Tuesday, January 27, 2009

SaaS Customer Life cycle - Contract

This is part of a series of posts focused on the life cycle of a SaaS customer. The first post is here, and the previous post about pre-sales can be found here.

This post will focus on SaaS contracts. I feel like I have covered this ground in previous posts but in the effort to cover the entire life cycle of a client I will spend a little time on this topic again.

In the best case scenario any topics of discussion or concern will have been addressed during the pre-sales process so that contracts become a formality. In reality it seldom works this way. As this blog is focused on SaaS for the enterprise we should keep in mind that the notion of an adhesion contract that a client will just sign doesn't apply. There will be some level of negotiation for every contract, at least in my experience. The negotiation can sometimes start with which parties standard contract language gets used.

No matter what boilerplate contract gets used there are a few things that should be spelled out clearly.

  • How upgrades / migrations are handled.
  • Who owns what data
  • Pricing model, including any custom requests if such thing even applies
  • Scope of work, as much as possible without getting bogged down into specifics
  • Clearly spell out any / all SLAs and how reporting on those SLAs will be handled
  • What browsers, technology your application will support. Avoid specifics like IE 7 is also advisable. The language could be something more generic like "the latest stable release of IE" or "the most common 3 browsers on Windows".


Here is a short list of things that I would suggest NOT putting into contract language.

  • Any specifics of the technical solution. I have found that many large firms like adding this language, it provides some sort of comfort to lawyers in some way. The truth of the matter is that adding the specifics (think what DB server, or presentation layer technology, etc) in a contract can lead to potential issues if/when those technologies change. My advice, just leave it out if possible
  • Code escrow agreements. I have written on this in the past (see post here) and the honest answer is that even if a company goes out of business having source code is useless to the client. If a customer insists on such a term then clearly spell out it is the responsibility of the client to bear those costs and agree to a specific calendar time that the code will be updated.

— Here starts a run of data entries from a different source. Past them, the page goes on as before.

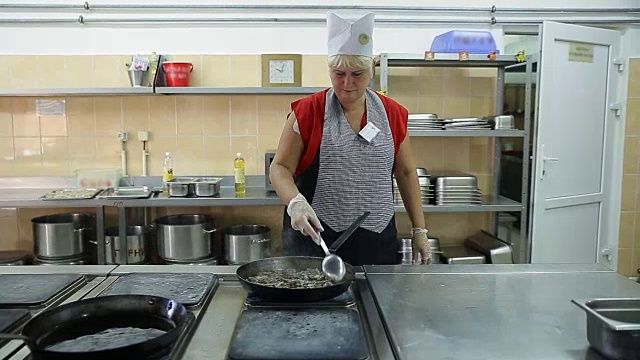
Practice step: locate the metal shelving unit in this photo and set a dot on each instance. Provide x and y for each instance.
(502, 64)
(489, 204)
(237, 90)
(467, 133)
(108, 91)
(131, 91)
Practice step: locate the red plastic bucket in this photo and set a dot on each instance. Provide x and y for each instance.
(178, 73)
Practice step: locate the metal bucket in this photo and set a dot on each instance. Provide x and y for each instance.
(184, 237)
(61, 236)
(138, 244)
(246, 243)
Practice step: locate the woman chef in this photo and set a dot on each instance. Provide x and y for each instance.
(337, 153)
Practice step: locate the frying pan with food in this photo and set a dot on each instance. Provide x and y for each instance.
(298, 264)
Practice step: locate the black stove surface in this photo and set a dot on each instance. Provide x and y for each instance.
(345, 299)
(10, 317)
(172, 352)
(188, 289)
(32, 290)
(298, 333)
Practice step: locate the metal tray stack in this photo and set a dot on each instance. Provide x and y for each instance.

There is obviously much more to contracts. I am not a lawyer and so I won't even bother trying to cover all the other stuff (liability, etc etc etc) as it lies beyond my subject matter expertise.

The most important thing is that the contract language matches the information what has been delivered during the sales process. The next team to follow shouldn't be hindered by contract language. Contracts are another tool to help set expectations with clients.